Hard bound and oversized, this monster collection is probably the largest book in my library. At about 185 pages, each page is a giant, glossy plate on high quality paper, documenting Beste’s photo-study of the genre. This mammoth project was eight years in the making and documents in painstaking photo-journalistic detail, many aspects of the genre we know and love, and love to hate.
The book has a quite unique layout in the sense that there is no real linear composition or sequencing. There are some photos, some quotes then an introduction by Peter and Jon Kristiansen, then more photos, then a written two- pages overview of the genre, a time-line, more photos etc. It doesn’t really flow in my opinion but that is the ONLY complaint I have about this magnificent collection.
The intro and overview are written, as mentioned, by Kristiansen, founder of the legendary Slayer fanzine. The time-line is a very detailed, 3-page fold out which captures all of the key points, significant events, dates and so on.
Beste’s work covers a wide range of subjects. There are shots of live gigs, pre and post gig shots, and there are several shots of fans as well. There are quite a few nature shots, which might seem surprising at first, but these photos truly serve to capture the stark environment which many of these artists drew inspiration, both spiritually and lyrically. Many of the shots in and around the homes of the fans and musicians show how spartan their lifestyles are. It seems that Gaahl of Gorgoroth for example lives in what could be best described as a shack or cabin in the middle of nowhere, just like a hermit.

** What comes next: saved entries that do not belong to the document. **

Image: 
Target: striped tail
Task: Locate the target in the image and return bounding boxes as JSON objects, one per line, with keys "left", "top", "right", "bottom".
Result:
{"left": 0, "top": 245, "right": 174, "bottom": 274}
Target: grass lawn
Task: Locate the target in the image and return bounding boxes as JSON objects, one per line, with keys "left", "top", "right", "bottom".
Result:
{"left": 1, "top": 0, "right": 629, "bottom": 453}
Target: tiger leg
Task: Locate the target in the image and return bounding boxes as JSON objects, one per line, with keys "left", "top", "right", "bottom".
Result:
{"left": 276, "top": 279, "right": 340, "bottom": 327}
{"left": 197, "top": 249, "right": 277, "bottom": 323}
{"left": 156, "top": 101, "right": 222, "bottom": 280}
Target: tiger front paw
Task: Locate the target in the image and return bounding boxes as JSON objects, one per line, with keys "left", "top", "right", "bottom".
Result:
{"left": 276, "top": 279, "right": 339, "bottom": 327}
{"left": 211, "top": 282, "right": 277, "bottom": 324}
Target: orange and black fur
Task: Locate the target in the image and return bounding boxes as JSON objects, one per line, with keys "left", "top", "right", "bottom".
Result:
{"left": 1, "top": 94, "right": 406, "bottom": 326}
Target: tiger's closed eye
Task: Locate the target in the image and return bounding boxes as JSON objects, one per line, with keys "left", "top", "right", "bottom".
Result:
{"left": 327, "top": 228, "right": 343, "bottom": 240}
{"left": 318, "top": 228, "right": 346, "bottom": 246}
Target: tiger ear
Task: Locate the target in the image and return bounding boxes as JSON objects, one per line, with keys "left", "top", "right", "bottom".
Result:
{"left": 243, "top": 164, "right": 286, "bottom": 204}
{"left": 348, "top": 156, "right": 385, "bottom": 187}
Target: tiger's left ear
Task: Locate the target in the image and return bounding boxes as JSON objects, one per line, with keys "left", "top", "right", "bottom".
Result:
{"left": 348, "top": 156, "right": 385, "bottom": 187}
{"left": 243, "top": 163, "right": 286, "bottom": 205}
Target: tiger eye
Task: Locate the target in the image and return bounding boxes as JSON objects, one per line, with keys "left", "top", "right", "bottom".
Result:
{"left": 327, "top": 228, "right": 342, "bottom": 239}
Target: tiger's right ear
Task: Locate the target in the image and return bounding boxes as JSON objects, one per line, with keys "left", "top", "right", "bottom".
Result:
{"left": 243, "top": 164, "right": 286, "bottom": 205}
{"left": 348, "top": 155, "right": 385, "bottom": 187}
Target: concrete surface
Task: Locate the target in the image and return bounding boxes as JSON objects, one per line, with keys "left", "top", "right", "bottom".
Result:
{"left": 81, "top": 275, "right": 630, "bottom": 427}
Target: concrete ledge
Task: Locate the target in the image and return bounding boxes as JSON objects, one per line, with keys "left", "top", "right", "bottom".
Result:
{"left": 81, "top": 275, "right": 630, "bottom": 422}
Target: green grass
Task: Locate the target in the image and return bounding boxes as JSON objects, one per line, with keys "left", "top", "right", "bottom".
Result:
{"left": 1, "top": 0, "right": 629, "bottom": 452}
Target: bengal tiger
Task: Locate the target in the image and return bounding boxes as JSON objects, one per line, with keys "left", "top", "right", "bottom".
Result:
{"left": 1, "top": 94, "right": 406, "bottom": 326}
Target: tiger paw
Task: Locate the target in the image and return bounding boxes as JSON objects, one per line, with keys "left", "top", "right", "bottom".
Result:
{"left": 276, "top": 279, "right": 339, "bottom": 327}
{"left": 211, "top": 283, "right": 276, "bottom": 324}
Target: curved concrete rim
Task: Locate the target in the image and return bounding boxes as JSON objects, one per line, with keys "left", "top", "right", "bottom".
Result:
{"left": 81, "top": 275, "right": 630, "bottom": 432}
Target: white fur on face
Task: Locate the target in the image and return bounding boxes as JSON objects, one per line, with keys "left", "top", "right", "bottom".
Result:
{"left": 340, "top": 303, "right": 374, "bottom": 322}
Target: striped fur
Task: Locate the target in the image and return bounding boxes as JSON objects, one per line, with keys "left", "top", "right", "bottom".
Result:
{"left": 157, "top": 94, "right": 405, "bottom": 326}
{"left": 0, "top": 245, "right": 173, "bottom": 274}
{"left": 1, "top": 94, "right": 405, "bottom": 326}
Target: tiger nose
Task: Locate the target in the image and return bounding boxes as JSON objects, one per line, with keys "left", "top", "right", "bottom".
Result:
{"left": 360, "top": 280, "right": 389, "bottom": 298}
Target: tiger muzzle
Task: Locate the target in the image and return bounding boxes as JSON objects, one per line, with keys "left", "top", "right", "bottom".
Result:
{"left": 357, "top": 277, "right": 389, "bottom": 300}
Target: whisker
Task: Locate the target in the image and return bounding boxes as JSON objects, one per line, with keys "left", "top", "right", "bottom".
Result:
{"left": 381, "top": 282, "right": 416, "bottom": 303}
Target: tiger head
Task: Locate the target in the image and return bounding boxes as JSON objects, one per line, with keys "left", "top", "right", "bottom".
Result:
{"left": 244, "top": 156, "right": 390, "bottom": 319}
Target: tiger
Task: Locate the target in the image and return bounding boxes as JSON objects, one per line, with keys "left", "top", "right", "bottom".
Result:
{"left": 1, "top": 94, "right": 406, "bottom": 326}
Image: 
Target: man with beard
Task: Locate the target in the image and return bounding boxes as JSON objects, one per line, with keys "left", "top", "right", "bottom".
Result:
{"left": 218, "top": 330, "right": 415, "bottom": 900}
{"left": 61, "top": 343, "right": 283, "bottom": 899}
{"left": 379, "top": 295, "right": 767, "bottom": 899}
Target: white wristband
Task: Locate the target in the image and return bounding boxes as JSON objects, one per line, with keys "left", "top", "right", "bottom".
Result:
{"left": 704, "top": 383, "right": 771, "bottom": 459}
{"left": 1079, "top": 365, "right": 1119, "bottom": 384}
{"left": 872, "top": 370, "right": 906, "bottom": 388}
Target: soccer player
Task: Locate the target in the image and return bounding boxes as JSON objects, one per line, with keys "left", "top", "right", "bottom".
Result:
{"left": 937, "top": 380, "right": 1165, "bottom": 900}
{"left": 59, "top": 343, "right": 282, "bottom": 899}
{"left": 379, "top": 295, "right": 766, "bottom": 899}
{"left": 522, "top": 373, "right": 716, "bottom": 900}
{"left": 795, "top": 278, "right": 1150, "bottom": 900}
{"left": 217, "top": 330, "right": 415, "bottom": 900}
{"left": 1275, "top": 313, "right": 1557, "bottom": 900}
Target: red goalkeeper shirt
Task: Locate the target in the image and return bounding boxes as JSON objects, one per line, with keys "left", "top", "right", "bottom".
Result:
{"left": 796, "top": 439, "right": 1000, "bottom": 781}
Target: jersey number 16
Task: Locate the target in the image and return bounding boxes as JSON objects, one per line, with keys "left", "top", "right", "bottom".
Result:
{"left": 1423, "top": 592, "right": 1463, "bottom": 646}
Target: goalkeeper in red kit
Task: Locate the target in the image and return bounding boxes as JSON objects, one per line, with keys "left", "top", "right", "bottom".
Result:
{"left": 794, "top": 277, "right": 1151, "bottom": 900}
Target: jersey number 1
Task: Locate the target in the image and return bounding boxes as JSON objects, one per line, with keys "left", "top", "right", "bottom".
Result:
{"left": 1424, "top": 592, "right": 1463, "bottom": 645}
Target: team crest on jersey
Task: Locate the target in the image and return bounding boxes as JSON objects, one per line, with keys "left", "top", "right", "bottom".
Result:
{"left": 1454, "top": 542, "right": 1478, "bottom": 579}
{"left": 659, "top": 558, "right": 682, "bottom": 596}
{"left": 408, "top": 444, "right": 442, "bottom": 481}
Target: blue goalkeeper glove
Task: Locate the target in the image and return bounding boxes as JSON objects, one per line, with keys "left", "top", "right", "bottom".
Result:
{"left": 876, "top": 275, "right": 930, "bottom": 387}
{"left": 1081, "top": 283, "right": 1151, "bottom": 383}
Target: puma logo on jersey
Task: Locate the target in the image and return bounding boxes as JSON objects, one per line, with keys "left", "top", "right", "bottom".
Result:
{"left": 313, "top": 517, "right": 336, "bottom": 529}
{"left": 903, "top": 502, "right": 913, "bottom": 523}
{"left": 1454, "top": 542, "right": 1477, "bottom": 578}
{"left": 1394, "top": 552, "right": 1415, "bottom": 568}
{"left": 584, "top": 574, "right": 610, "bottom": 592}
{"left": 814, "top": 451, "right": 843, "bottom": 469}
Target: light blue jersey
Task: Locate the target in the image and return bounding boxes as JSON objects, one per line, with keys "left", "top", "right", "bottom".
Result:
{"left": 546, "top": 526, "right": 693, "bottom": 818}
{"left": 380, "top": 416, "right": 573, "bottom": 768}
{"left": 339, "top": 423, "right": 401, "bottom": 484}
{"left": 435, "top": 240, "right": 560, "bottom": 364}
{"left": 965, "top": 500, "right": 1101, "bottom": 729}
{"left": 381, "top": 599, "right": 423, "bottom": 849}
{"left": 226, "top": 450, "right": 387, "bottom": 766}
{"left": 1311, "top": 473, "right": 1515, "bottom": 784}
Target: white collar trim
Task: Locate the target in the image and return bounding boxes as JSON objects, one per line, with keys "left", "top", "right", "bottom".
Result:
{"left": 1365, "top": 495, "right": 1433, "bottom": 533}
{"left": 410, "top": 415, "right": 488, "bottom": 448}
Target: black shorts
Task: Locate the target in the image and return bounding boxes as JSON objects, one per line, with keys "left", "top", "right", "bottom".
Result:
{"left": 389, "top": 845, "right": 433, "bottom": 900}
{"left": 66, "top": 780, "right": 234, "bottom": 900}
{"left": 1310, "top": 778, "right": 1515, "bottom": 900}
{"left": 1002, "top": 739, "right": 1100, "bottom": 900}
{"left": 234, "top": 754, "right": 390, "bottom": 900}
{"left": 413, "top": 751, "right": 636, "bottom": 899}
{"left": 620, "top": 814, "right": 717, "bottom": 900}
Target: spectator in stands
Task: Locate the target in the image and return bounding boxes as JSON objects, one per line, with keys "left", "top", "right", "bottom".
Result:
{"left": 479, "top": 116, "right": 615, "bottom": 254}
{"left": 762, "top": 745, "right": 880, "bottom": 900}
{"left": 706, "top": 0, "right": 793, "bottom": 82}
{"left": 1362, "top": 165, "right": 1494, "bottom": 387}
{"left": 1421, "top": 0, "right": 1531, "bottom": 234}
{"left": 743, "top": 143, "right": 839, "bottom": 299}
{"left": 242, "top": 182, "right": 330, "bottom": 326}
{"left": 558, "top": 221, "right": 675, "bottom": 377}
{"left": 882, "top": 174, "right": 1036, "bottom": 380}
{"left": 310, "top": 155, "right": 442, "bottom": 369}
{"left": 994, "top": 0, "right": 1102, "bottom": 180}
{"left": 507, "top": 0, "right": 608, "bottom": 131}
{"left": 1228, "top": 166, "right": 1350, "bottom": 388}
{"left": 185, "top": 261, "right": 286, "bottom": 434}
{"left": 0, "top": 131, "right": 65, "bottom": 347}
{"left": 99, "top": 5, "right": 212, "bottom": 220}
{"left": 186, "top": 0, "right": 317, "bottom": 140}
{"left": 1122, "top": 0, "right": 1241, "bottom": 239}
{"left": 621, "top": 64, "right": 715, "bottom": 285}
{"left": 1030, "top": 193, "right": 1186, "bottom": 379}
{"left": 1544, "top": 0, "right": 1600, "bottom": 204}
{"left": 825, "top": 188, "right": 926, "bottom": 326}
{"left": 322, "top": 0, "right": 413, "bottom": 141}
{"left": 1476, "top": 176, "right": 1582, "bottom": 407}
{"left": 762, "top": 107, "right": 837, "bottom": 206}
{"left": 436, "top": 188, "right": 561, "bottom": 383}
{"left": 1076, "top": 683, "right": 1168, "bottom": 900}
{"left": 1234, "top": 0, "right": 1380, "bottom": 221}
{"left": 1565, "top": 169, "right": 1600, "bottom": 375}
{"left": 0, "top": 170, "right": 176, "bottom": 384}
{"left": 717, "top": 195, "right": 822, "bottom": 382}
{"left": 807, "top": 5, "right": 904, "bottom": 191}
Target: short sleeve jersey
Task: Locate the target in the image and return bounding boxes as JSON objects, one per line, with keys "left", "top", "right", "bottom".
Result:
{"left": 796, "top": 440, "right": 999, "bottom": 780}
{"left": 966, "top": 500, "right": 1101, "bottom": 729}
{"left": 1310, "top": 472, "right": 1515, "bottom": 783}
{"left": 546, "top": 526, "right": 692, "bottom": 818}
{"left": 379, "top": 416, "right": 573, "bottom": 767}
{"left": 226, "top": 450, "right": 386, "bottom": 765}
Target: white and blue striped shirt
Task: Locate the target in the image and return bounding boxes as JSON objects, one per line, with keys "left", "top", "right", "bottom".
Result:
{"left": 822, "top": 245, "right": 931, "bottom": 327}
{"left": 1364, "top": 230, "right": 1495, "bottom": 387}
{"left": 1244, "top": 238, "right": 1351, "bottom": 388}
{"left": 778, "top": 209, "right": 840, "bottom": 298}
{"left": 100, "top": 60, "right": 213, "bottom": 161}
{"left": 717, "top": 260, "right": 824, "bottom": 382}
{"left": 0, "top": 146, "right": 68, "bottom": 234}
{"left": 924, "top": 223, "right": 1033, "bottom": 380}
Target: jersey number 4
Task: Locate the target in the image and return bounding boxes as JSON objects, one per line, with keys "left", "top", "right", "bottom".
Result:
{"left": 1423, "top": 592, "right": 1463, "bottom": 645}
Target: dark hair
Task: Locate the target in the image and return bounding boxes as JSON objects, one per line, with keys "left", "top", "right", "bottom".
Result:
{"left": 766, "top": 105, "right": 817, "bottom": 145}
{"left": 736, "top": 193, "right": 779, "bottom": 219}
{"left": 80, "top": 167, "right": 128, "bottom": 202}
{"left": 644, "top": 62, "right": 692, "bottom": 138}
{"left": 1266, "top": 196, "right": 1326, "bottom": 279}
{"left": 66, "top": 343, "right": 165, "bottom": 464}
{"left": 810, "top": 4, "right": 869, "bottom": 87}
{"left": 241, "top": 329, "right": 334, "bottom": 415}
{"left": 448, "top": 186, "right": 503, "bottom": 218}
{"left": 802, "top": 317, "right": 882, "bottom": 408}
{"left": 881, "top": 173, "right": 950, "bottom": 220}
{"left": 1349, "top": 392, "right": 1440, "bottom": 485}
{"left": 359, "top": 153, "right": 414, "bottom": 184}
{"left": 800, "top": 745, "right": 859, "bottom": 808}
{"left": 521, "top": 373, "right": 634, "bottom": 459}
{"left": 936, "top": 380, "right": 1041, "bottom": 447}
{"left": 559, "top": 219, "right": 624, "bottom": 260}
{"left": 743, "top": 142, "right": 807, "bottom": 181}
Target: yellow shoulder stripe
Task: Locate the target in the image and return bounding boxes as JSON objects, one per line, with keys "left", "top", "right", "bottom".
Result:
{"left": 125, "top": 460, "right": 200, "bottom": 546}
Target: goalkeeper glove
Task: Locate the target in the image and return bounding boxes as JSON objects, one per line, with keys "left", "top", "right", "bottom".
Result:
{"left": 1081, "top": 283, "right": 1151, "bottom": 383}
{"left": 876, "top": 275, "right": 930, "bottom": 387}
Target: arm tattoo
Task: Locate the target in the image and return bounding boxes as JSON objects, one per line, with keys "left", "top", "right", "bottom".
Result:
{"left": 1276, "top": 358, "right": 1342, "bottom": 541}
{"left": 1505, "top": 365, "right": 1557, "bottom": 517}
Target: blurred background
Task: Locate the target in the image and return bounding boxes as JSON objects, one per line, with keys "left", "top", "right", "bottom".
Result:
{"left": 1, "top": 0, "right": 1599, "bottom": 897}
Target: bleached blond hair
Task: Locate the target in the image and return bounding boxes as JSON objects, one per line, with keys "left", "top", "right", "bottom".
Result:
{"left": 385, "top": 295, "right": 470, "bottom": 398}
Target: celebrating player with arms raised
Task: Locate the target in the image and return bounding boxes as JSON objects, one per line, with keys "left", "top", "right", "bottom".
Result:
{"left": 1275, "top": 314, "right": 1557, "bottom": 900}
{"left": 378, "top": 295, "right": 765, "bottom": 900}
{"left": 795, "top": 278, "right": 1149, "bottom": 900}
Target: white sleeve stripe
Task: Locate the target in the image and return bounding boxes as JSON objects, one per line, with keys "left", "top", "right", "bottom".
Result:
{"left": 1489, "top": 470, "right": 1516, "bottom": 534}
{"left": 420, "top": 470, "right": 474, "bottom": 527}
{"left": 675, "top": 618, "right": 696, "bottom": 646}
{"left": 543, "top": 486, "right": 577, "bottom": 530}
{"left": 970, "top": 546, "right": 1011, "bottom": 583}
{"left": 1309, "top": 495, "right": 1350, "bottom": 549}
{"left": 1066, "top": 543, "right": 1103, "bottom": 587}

The shots of people in corpse-paint in urban settings, provide a visually arresting contrast to the mundane surroundings. Some of the shots are very striking, the sparse, but effective use of colour contrasting well with the predominantly black and white corpse-paint. Some of the candid shots could be deemed unnerving, such as the photo of Nattefrost, apparently drunk/passed out in the bathtub, but the photos do represent the human condition. Some of the photos are quite intense and the lens does not shy away from capturing some of the darker aspects of the subjects.
At the end of the formal photo essay section there another 30 pages of fascinating material. There are pictures of flyers, a Helvete catalogue, covers from Slayer ‘zine, personal letters and writings from various musicians such as Euronymous, magazine articles and a reproduction of the infamous Kerrang BM feature of March 1993. These all add remarkable insight into the inner working of the scene.
TNBM is a visually stunning, pioneering work combined and presented in an extremely high quality presentation and package. A (black) crowning achievement.